Homem simula acidente de carro em rio para encobrir assassinato de ex em SC

O que parecia ser a morte de uma mulher em um acidente de carro, passou a ser investigado como assassinato cometido pelo ex-companheiro e pelo ex-sogro da vítima. A Polícia Civil revelou nesta sexta-feira, 31, que Débora Ester de Biazi Dambros foi, na verdade, vítima de feminicídio.

Os suspeitos, que não tiveram os nomes revelados, foram presos e confirmaram a autoria do crime à polícia. O ex-companheiro de Débora chegou a ir na delegacia para registrar um boletim de ocorrência por desaparecimento, que teria ocorrido na noite anterior, em 20 de julho.
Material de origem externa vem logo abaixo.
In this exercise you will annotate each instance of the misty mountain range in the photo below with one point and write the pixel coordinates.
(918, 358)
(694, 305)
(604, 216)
O até então acidente aconteceu na tarde de 21 de julho, quando o carro em que Débora estava foi encontrado submerso no Rio Barra Grande, em São Carlos, cidade de 10 mil habitantes no Oeste de Santa Catarina. O corpo de Débora, de 24 anos, estava fora do automóvel, às margens do rio.

A farsa começou a ser desmontada com o laudo da perícia, que apontou causas da morte incompatíveis com um acidente de trânsito.

Segundo o delegado Cláudio Vieira, responsável pelo caso, Débora foi morta por asfixia dentro de casa com um golpe conhecido como “mata-leão” aplicado pelo ex-companheiro com quem manteve um relacionamento por 12 anos.

A motivação para o assassinato, segundo a investigação, foi a não aceitação do término da relação e do novo relacionamento da vítima. Os dois filhos do casal, de 8 e 2 anos, estavam na residência no momento do crime, ocorrido na cidade vizinha de Xaxim.

A polícia narrou em coletiva à imprensa que após matar a ex-companheira, o suspeito colocou o corpo no carro e, com o auxílio do próprio pai, dirigiu até São Carlos, onde atirou o veículo de uma ponte para simular um acidente de trânsito.

“O autor do crime, inclusive, no dia 21, pouco antes do corpo ser encontrado, procurou a delegacia de polícia e fez um boletim de ocorrência noticiando o desaparecimento da vítima. Dizendo que ela estava alterada, que estava terminando o relacionamento, e que ela poderia ter se envolvido num sinistro de trânsito ou até mesmo cometido suicídio”, informou o delegado.

Além disso, a polícia descobriu que o ex-companheiro utilizou o telefone celular da vítima após a morte para enviar mensagens ao novo parceiro de Débora, simulando que ela ainda estava a caminho e que enfrentava problemas no veículo.

“Ele continuou usando o telefone dela, mandando algumas mensagens para outra pessoa como se fosse ela, dizendo que estava indo até lá. E que no caminho estava tendo problemas com o carro, com as luzes, que estava com pouca bateria…”, disse Everson Bavaresco, agente de polícia.

A Polícia Civil segue investigando o caso para analisar outros materiais apreendidos e aguarda a quebra de sigilo telefônico dos envolvidos.